We’ll need to adapt ourselves to the forms of mass communication, using these new transition objects. Depending on the requirements and the cultures involved, this familiarisation process will proceed in a manner of intense drama or more or less civilised. Even the devices used and the principles of their employment can be critically gauged in the process, and thus give the appearance of having been modified in their significance and / or officially sanctioned. At any rate, video has certainly found a partner in the arts, with a different handling of the world of apparatuses being practiced within the framework of media art. By calling into question any direct usefulness, but also by testing and establishing other dimensions of their utilisation, certain types of video art were able to establish themselves during the 1960s, in the shape of video sculptures and videotapes.

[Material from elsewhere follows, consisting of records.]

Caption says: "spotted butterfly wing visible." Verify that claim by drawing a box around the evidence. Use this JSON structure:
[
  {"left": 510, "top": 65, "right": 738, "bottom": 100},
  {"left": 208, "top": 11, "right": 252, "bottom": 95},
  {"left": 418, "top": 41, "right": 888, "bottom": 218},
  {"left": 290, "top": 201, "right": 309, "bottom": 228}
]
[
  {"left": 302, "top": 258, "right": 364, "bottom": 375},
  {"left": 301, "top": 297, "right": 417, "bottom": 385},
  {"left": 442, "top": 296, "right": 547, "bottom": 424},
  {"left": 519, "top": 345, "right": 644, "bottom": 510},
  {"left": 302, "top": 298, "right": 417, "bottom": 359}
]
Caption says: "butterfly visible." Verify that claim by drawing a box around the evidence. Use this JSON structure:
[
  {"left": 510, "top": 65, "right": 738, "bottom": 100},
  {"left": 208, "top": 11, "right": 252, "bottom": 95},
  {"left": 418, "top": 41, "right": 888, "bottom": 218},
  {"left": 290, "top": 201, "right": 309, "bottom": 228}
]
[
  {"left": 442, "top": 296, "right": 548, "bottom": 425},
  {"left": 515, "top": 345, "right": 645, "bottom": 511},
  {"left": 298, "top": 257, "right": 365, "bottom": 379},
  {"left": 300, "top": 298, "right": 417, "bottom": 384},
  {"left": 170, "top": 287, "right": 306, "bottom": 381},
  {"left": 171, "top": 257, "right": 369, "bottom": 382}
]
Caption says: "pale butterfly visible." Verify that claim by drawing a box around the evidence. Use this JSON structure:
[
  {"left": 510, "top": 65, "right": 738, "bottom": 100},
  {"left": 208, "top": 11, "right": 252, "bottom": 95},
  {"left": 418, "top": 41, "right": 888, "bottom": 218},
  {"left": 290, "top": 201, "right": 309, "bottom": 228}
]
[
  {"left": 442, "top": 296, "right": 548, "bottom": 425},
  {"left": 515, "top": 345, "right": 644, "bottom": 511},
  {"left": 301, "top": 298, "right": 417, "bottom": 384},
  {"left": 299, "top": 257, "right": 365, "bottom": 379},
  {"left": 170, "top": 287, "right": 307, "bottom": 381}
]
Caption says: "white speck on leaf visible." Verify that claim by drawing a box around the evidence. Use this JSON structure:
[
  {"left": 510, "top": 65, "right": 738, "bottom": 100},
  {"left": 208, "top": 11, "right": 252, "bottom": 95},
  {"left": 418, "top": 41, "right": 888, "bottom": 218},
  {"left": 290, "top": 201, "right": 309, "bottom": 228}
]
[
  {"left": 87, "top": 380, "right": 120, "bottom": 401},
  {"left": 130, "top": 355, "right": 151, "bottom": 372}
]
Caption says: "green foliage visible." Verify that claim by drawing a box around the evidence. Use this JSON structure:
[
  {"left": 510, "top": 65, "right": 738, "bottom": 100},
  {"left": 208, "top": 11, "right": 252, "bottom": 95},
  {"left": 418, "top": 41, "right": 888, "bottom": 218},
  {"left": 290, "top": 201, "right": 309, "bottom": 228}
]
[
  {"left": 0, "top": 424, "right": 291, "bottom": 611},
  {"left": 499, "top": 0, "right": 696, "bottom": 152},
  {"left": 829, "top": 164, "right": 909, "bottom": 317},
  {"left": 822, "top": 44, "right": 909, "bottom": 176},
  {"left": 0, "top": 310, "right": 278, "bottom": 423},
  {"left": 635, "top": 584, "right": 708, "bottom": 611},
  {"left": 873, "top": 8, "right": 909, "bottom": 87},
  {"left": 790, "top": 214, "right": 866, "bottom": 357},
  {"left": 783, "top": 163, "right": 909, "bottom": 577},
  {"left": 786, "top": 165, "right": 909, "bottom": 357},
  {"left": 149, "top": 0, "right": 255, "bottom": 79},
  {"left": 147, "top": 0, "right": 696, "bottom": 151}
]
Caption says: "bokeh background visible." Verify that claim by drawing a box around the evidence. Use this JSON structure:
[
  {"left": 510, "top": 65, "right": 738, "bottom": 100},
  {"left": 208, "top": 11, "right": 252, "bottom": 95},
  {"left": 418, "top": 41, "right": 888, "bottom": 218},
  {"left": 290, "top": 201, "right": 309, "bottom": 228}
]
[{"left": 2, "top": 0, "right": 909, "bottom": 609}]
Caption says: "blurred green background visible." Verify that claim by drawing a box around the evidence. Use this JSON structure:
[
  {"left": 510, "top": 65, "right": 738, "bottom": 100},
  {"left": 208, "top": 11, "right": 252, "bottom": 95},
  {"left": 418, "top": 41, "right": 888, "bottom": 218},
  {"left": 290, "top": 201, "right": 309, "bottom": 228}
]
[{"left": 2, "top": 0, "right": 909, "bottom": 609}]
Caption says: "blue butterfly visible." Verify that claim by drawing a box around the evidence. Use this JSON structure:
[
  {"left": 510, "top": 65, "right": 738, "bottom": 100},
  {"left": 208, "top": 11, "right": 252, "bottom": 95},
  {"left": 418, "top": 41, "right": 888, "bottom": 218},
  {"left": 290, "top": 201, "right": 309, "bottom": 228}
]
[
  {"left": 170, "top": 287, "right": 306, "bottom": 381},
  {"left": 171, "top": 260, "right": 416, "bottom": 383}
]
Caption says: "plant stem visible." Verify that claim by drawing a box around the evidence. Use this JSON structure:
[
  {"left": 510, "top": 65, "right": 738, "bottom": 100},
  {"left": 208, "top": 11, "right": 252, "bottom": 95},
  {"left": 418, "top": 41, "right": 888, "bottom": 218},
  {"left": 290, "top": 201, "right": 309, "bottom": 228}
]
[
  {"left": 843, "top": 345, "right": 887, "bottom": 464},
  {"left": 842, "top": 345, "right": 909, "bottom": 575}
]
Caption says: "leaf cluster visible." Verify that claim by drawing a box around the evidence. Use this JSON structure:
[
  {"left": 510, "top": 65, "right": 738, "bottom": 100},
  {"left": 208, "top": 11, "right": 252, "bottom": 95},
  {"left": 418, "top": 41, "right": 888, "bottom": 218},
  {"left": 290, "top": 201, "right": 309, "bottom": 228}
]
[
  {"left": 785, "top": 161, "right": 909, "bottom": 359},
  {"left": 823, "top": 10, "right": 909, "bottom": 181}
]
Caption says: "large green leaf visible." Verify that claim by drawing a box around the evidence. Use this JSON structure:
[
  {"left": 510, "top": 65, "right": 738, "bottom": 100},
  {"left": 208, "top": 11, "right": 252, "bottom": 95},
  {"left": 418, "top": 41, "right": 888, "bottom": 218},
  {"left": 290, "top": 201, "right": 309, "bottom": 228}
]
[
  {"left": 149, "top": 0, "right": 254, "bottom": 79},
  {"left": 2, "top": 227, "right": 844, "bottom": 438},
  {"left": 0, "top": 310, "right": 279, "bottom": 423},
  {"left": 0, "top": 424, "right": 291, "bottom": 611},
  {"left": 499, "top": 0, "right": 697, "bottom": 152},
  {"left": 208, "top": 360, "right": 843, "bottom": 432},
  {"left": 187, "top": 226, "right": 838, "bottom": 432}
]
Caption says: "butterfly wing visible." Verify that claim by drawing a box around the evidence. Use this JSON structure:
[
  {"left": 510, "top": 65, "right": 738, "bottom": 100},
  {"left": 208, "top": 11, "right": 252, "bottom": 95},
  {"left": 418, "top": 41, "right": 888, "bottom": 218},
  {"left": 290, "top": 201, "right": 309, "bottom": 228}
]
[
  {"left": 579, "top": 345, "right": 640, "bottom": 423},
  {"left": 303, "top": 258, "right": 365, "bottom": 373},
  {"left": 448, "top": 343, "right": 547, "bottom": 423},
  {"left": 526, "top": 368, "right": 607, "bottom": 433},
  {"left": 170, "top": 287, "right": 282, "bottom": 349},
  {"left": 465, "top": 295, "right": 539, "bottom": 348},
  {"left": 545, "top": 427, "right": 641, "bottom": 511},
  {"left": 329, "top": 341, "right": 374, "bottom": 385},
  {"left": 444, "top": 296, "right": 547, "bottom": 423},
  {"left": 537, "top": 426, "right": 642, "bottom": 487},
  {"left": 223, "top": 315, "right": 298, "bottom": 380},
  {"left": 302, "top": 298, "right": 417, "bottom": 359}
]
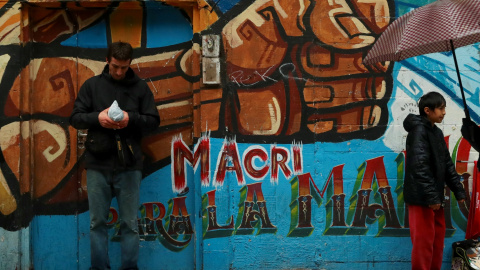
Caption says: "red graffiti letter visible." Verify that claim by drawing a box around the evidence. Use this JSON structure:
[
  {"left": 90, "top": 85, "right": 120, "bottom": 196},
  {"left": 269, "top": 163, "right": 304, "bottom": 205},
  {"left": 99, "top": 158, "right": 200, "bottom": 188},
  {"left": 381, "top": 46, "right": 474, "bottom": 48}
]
[
  {"left": 214, "top": 138, "right": 244, "bottom": 186},
  {"left": 172, "top": 135, "right": 210, "bottom": 193},
  {"left": 292, "top": 142, "right": 303, "bottom": 174},
  {"left": 271, "top": 145, "right": 292, "bottom": 183},
  {"left": 243, "top": 146, "right": 269, "bottom": 180}
]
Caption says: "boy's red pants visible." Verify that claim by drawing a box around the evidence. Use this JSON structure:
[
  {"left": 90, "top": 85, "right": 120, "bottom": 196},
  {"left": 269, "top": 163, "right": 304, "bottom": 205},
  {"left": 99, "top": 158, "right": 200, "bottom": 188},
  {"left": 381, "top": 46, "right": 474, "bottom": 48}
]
[{"left": 408, "top": 204, "right": 446, "bottom": 270}]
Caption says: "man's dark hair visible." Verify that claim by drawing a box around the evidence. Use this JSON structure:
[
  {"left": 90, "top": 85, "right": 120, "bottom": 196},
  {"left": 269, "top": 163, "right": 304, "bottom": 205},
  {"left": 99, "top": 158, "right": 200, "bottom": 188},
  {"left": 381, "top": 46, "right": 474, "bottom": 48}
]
[
  {"left": 418, "top": 91, "right": 446, "bottom": 116},
  {"left": 107, "top": 41, "right": 133, "bottom": 62}
]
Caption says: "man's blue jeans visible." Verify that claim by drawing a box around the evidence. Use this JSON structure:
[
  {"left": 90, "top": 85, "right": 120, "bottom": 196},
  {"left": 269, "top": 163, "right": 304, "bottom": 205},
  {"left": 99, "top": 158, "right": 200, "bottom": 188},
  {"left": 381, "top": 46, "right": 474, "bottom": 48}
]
[{"left": 87, "top": 169, "right": 141, "bottom": 270}]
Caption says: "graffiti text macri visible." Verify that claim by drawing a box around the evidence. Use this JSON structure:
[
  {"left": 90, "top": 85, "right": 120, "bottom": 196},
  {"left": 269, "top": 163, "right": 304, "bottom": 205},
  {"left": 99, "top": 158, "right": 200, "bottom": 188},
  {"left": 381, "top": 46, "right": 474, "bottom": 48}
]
[{"left": 106, "top": 135, "right": 473, "bottom": 250}]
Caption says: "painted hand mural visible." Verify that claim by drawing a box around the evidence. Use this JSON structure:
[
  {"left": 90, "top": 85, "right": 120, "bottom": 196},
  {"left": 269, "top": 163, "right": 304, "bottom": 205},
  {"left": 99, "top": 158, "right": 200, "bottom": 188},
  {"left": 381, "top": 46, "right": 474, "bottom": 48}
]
[{"left": 204, "top": 0, "right": 394, "bottom": 141}]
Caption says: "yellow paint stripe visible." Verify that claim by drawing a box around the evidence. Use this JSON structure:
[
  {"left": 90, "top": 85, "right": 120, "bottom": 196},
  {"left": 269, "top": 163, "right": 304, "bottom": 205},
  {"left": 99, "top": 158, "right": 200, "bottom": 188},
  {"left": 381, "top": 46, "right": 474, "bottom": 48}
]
[
  {"left": 157, "top": 100, "right": 190, "bottom": 110},
  {"left": 0, "top": 169, "right": 17, "bottom": 215},
  {"left": 110, "top": 2, "right": 143, "bottom": 48}
]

Together with the performance arts of the 1970s, these then became the basis for self-reflection and documentation; followed by the music clip, computer animations, and interactive video installations, until we found ourselves reeling with the sheer volume of videos sloshing about in the world’s overfull Internet vessels.

This overflowing expansion beyond the boundaries and demarcation lines of art brought about by a total video crossover makes it increasingly more difficult to determine what art is, or should be, slash, could be. This is all to the good, as the imagination, too, is without boundaries, indeterminate, and, stochastically speaking, an expression of the lively power of fantasy. In addition, the separate disciplines intermingle and draw profit from the friction they exert on one another. This can be seen also in the art video, whose author can, indeed, be anyone. Yet only within the framework of the art discourse will video art prove itself as ART, by comparison with established video art examples and through convincing and surprising forms, which will encourage the portrayal of our times, whatever the theme may be. Video art is an exceptional transfer of ideas. By contrast, while the innumerable clips circulation through the Web may be interesting documents, in terms of advertising, reportage or mere gaggery, and may offer political enlightenment and/or commitment, they are still, artistically speaking, merely successful or failed forms of design, commodities of a greater or lesser commercial provenance. Among thousands of hours of video programming on the Web, we shall only rarely encounter ART, even should we have had the time to watch it or catch it. The same may be said of television, where art practically never surfaces alongside the politically and economically well-coached, potty-trained programmes.

It is a typical contradiction of our times, that while video is being installed, viewed and utilised everywhere, video art, by contrast, is seen only on very rare occasions. Video is linked up with the usual pragmatic audiovisual technology, as most of the new media are. For this reason, many critics regress to the old media as the supposedly proper representatives of art, which is a simplistic approach. However, if we view video as the magical centre of the art of the new media, a gargantuan vista of opto-acoustic events spreads out before us, establishing the first optical mass medium, the panorama, as a videorama. Here, the image of the conception of an image, which serves as a model for a later realisation of the picture, turns into a kaleidoscope of world-images that shift and change within the whole of the pictorial world, offering us the act of viewing as both an insight into, and the pleasure of, seeing itself.